Khaled al-Hassan ( also known as Abu Said ) (1928-1994) was an early adviser of Yasser Arafat, PLO leader and a founder of the Palestinian political and militant organization Fatah. Khaled was the older brother of Hani al-Hassan.

Early life
Al-Hassan was born in Haifa in 1928. He and his family lived there until they were exiled as refugees after Israel's capture of the city in the 1948 Arab-Israeli War, which he participated in on the side of Palestinian Arab forces. His family settled in Sidon, Lebanon, but he left for Egypt. He was briefly detained in Egypt "just for being Palestinian" according to him. After being released, he reunited with his family in Lebanon where he lived briefly.

In 1949 he formed the short-lasing commando group Tahrir Filastin. A year later he moved to Syria. During this time, al-Hassan worked as a teacher in Damascus and he helped found the Islamic Liberation Party in 1952. Syrian authorities threatened to arrest him that year for attempting to set up another Palestinian commando group, but he left to Kuwait. There, he worked as a civil servant, typist, and later as Secretary-General of the Municipal Council Board in the country until 1967. He was awarded Kuwaiti citizenship in the mid-1950s.

Fatah and PLO activism
Al-Hassan was one of the original founders of Fatah and in Kuwait, he managed to establish a network of Palestinian activists. In 1962, al-Hassan, Yasser Arafat, Khalil al-Wazir and Salah Khalaf established a magazine called Filastuna, Nida' al-Hayat ("Palestine, Our Call to Life"). According to al-Hassan, the "Kuwaiti Fatah group" was known before the Fatah groups in Europe, Qatar, Saudi Arabia, Gaza and Iraq because of the magazine which was based in Tripoli, Lebanon. Fatah had formed a Central Committee which became the main body of the movement and of the ten members, Hassan was one of them.

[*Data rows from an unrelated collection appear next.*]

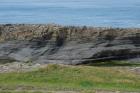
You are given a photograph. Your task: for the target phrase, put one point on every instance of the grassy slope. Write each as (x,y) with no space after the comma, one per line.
(56,77)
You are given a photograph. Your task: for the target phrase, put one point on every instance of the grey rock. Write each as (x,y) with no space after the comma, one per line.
(67,44)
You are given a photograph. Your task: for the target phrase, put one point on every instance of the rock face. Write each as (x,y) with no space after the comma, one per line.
(67,44)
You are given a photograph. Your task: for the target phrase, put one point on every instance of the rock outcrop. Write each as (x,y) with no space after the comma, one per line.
(67,44)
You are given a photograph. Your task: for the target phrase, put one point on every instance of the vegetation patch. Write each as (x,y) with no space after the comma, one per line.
(72,78)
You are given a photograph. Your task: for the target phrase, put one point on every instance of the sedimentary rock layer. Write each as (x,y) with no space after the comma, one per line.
(67,44)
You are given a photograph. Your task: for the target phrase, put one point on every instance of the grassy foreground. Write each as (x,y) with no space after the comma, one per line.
(71,78)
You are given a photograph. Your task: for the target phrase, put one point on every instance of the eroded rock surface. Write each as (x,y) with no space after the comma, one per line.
(67,44)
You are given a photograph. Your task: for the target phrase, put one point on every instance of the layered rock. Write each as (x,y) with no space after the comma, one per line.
(67,44)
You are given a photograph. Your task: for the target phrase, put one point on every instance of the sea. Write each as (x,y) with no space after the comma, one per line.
(98,13)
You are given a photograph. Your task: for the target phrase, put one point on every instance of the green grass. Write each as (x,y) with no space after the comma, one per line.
(72,78)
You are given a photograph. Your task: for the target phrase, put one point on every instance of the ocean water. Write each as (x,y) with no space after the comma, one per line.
(114,13)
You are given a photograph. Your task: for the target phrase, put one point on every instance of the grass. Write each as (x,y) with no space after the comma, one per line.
(71,78)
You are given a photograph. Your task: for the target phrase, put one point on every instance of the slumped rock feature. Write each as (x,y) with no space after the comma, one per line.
(67,44)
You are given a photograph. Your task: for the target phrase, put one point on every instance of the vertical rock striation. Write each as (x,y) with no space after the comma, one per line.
(67,44)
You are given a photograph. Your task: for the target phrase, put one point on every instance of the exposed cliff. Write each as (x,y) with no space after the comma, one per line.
(67,44)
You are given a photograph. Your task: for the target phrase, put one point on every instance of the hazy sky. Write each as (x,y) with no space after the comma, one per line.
(75,12)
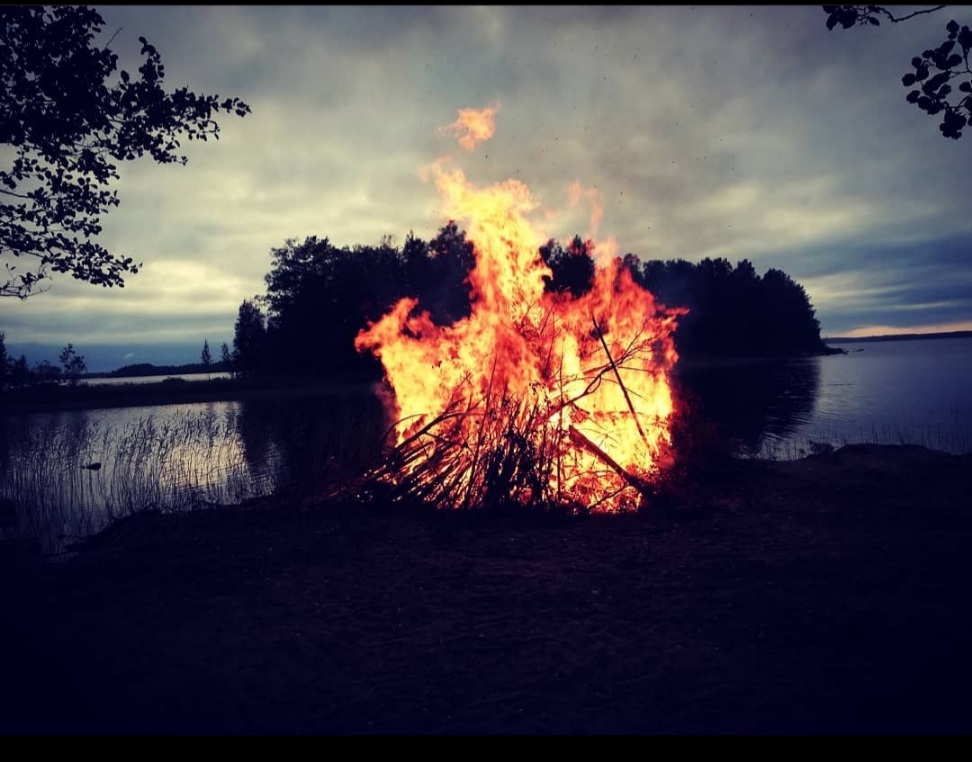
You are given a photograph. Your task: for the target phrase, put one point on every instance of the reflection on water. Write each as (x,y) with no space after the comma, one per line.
(753,403)
(185,456)
(887,392)
(72,473)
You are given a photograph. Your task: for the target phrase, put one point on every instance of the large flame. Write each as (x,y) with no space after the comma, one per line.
(543,395)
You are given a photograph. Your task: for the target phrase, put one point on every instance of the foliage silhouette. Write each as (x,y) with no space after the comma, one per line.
(68,122)
(933,70)
(320,296)
(249,339)
(72,364)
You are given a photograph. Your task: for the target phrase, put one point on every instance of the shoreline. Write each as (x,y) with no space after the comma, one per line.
(827,595)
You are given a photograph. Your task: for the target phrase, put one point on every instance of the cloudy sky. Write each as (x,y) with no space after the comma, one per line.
(738,132)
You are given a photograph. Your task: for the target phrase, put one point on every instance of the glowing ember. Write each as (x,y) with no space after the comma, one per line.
(534,398)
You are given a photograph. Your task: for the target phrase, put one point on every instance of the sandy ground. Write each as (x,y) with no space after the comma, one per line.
(828,595)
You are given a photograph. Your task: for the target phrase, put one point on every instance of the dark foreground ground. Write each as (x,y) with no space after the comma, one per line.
(828,595)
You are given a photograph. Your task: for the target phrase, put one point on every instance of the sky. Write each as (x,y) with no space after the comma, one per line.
(746,132)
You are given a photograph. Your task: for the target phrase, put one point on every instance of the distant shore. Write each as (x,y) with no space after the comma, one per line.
(899,337)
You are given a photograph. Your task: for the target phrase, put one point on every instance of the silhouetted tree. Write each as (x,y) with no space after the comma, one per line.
(4,363)
(319,297)
(66,126)
(249,339)
(44,372)
(452,259)
(19,372)
(206,357)
(572,268)
(933,70)
(72,364)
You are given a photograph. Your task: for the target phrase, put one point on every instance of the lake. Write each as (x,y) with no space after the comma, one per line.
(71,473)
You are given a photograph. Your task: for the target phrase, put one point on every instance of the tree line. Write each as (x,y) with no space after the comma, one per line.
(319,296)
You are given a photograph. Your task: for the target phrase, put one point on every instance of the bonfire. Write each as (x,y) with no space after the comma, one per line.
(536,399)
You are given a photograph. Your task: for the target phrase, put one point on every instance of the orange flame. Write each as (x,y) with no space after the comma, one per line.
(473,126)
(588,376)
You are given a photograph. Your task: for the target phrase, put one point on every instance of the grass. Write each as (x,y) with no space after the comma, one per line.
(201,457)
(944,438)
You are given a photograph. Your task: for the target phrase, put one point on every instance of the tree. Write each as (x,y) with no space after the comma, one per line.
(249,339)
(933,71)
(572,268)
(44,372)
(68,121)
(4,362)
(206,356)
(72,364)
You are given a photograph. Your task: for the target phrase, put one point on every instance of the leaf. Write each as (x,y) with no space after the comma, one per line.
(935,82)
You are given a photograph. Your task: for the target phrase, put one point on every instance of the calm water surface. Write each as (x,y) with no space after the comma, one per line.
(196,455)
(885,392)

In 1968, al-Hassan was elected to the Palestine Liberation Organization Executive Committee (PLO-EC) after Fatah took control of the Palestine Liberation Organization (PLO) in 1968. Early that year, al-Hassan persuaded Saudi King Faisal to enforce the "liberation tax" which required Palestinians in that country to pay a percentage of their income to the PLO. This, in turn, supplied the PLO with 60 million riyal yearly. Also, in that year, he spoke to the Egyptian Foreign Minister Mahmoud Riyad and Mohammad Hassanein Heykal on behalf of Gamal Abdel Nasser in order to familiarize him with Fatah and its armed branch al-Assifa.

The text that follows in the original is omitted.